Plenary: Legal education and the legal services market
Julian Webb (UK Centre for Legal Education)
abstract | presentation | biography
This presentation was a plenary session at the 2010 conference: Moving forward: Legal education in Scotland
Abstract
The Legal Services Act 2007 is already bringing about substantial change to the legal services market in England and Wales. The passage of the Legal Services (Scotland) Act 2010 confirms a similar course for the legal services market in Scotland. Recent reviews of legal education in both jurisdictions could be seen as attempts by the professional bodies to ensure that their systems of education and training are ready for the new competitive environment. However, in England and Wales, the recent announcement of a ‘regulators’ review’ of legal education and training is evidence that the real debate about the latter’s ‘fitness for purpose’ is only just beginning. While it may be argued that this in part reflects specific ‘failures’ of the earlier professional reviews in that jurisdiction, this paper argued that the Legal Services Act has wrought a fundamental transformation to professional discourses about the role of legal education. Legal education is becoming a key component of professional regulation, as ‘fitness for purpose’ becomes (re)defined as fitness to meet the regulatory objectives of the Legal Services Act.

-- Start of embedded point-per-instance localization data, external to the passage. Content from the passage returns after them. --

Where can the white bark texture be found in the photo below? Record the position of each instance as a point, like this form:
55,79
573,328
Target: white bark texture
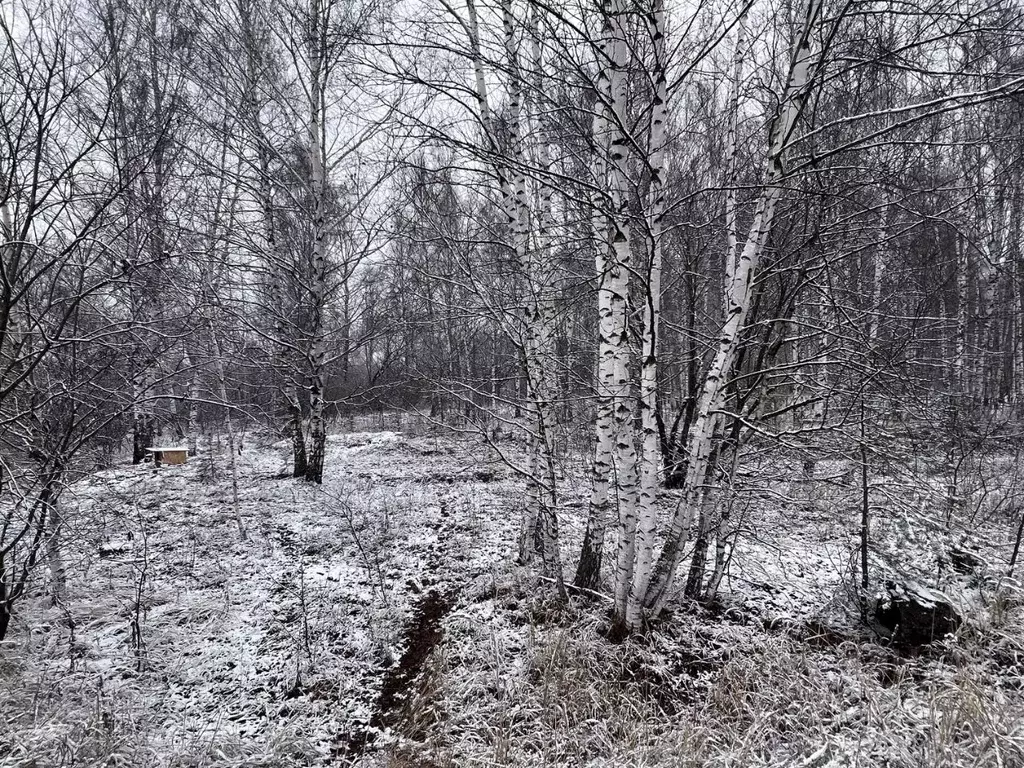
613,297
541,509
709,412
650,460
589,570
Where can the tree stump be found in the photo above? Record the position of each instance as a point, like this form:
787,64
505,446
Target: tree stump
914,614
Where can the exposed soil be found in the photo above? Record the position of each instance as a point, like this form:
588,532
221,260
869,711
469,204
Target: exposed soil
422,635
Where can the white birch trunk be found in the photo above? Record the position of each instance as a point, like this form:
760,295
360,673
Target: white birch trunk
614,296
709,412
650,460
591,555
541,510
317,430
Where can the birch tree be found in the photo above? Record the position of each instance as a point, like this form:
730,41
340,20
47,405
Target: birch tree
708,419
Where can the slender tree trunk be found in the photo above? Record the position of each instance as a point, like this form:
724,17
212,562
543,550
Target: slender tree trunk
650,457
317,428
591,555
708,418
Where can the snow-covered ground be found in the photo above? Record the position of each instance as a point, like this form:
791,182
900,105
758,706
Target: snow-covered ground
293,628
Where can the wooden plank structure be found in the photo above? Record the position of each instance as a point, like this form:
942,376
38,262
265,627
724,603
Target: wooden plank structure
168,455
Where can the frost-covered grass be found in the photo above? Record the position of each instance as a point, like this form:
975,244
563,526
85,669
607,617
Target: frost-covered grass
181,643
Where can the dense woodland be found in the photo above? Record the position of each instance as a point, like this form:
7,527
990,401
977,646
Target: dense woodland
695,254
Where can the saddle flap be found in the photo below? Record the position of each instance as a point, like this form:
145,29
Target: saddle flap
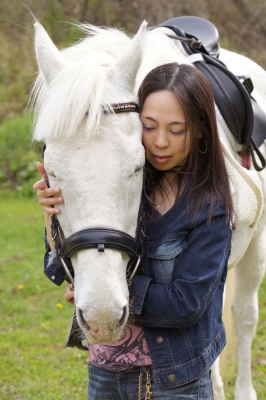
199,28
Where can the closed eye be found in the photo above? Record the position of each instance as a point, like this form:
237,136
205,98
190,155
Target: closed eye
51,174
138,168
147,128
178,132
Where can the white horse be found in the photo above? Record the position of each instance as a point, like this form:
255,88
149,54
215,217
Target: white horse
97,159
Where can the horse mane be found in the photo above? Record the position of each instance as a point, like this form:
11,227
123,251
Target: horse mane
80,87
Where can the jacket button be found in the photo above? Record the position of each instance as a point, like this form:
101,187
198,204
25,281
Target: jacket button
171,378
159,340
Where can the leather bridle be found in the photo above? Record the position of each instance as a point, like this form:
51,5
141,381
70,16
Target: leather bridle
99,237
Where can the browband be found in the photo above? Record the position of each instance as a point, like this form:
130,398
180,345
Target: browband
119,108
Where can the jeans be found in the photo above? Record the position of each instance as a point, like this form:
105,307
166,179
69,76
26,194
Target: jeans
107,385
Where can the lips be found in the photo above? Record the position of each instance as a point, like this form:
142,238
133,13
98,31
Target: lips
160,159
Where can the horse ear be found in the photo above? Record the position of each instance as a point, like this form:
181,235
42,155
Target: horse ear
128,64
49,58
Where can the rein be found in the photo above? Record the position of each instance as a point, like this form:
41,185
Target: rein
99,237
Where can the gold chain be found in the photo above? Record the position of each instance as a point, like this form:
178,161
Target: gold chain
140,386
148,386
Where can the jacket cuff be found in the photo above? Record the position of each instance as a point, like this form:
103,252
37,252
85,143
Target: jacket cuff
138,291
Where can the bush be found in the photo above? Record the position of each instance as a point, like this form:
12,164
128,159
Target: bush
18,156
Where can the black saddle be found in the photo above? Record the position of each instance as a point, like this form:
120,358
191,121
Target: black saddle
242,114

The Legal Services (Scotland) Act contains a similar set of regulatory objectives. Consequently this paper concludes by exploring the possible role of and challenges for legal education, in both jurisdictions, in meeting the regulatory objectives, particularly those of protecting the interests of consumers and promoting competition, promoting access to justice, a strong and diverse legal profession, and promoting and maintaining adherence to ‘professional principles’ and ethics.
Presentation
Biography
Professor Julian Webb is Director of the UKCLE and Professor of Legal Education at Warwick Law School. His current research focuses primarily on values in the law curriculum, and the political and moral economy of legal education and legal practice. He teaches courses in legal methods, philosophy of law, and the foundations of socio-legal theory. Julian’s publications include the monograph, Professional Legal Ethics: Critical Interrogations (Oxford, 1999) co-authored with Donald Nicolson, University of Strathclyde, and Maughan & Webb’s Lawyering Skills and the Legal Process (2nd ed., Cambridge, 2005). He is on the editorial boards of the International Journal of the Legal Profession, Commonwealth Law and Legal Education, Revista de Educación y Derecho and Legal Ethics, and, until 2008, was a founding editor of the latter. Within his work for UKCLE, Julian is currently leading for the Centre on the ‘Toolkit for Law Teachers’ project.